Klassik um 11 mit den Trierer Philharmonikern

Konzert : Düstere Musik mit heiteren Einsprengseln

Einen vielversprechenden Spielzeit-Auftakt legen die Trierer Philharmoniker mit dem ersten „Klassik um Elf“-Konzert aufs Parkett der Promotionsaula.

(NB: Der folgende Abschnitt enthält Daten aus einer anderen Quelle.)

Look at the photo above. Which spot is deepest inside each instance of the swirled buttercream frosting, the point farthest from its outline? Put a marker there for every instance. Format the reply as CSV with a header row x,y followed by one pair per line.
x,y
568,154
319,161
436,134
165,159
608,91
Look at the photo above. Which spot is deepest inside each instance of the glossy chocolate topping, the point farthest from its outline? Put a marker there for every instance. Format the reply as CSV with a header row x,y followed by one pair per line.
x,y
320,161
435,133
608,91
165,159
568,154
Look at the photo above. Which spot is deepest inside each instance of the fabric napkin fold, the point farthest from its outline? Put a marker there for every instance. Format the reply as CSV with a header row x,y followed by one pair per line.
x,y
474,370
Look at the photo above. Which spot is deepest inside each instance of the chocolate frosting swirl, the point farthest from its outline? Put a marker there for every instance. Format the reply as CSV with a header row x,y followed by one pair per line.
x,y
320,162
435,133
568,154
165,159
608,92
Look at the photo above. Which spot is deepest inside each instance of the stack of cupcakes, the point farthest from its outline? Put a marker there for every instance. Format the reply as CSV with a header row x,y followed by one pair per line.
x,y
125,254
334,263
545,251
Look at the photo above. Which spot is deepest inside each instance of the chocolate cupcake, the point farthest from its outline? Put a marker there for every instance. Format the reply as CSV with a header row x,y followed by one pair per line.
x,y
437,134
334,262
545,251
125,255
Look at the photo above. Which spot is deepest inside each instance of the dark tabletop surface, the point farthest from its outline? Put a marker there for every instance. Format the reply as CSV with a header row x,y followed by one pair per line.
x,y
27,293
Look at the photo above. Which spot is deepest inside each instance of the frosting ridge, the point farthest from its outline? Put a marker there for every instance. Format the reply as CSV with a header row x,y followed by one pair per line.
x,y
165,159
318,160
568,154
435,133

Wenn der erste Kapellmeister Wouter Padberg ein Programm vorbereitet, macht er sich intensiv Gedanken über das musikalische Programm, diesmal abseits von Mozart und seinen Adepten, die sonst gern das Programm bei „Klassik um Elf“ zieren: „Ich wollte alte, englische Musik präsentieren, unterschiedliche Komponisten, die aber alle aufeinander Bezug nehmen, miteinander musikalisch verbunden sind.“ Das ist ihm trefflich gelungen, die seit Jahren bestehende Konzertreihe in der prächtigen Promotionsaula des Trierer Jesuitenkollegs ist nach wie vor ein Höhepunkt im Kalender der Musikfreunde, auch wenn diesmal der Saal mit knapp 120 Besuchern nicht ausverkauft ist. Noch vor dem inoffiziellen Saisonstart mit dem Theaterfest am 8. September ist wohl vielen Stammhörern noch gar nicht bewusst, dass schon die ersten Veranstaltungen laufen. An der Musik jedenfalls hat es nicht gelegen, Padbergs Auswahl zwischen Barock und Spätromantik mit den Komponisten Arne, Purcell, Boyce und Holst ist trefflich gelungen, ebenso ist das engagierte, bestens disponierte Orchester auf den Punkt fit. Seelenvoll, präzise und technisch blitzsauber der Vortrag unter Padbergs Führung am Cembalo, schon der Auftakt, die Sinfonie Nr.2 in F-Dur von Thomas Arne (1710-1778) überzeugt mit weichen Streichern und viel Gefühl. Arne ist „by the way“ auch der Komponist des musikalischen britischen Nationalheiligtums „Rule Britannia!“, eine tragische Pointe in Zeiten des Brexits. Von der durchaus vorhandenen Meisterschaft britischer Komponisten zeugt auch das Werk Henry Purcells (1821-1899). Seine Chacony in g-Moll bietet Barockmusik in schönster, reiner Form. Die Sinfonie Nr.8 in d-Moll, die Worcester Ouvertüre von William Boyce (1711-1779) dann erhaben, mit heiteren, fast tänzerischen Einsprengseln, durchaus beschwingt musiziert. Düsterer Höhepunkt der mit 18 Orchestermusikern besetzten Kammermusik-Matinee dann das Lyric Movement für Viola von Gustav Holst (1874-1934). Solo-Bratschist Fernando Bencomo darf diesmal aus den Reihen der Philharmoniker heraustreten und sein solistisches Können zeigen.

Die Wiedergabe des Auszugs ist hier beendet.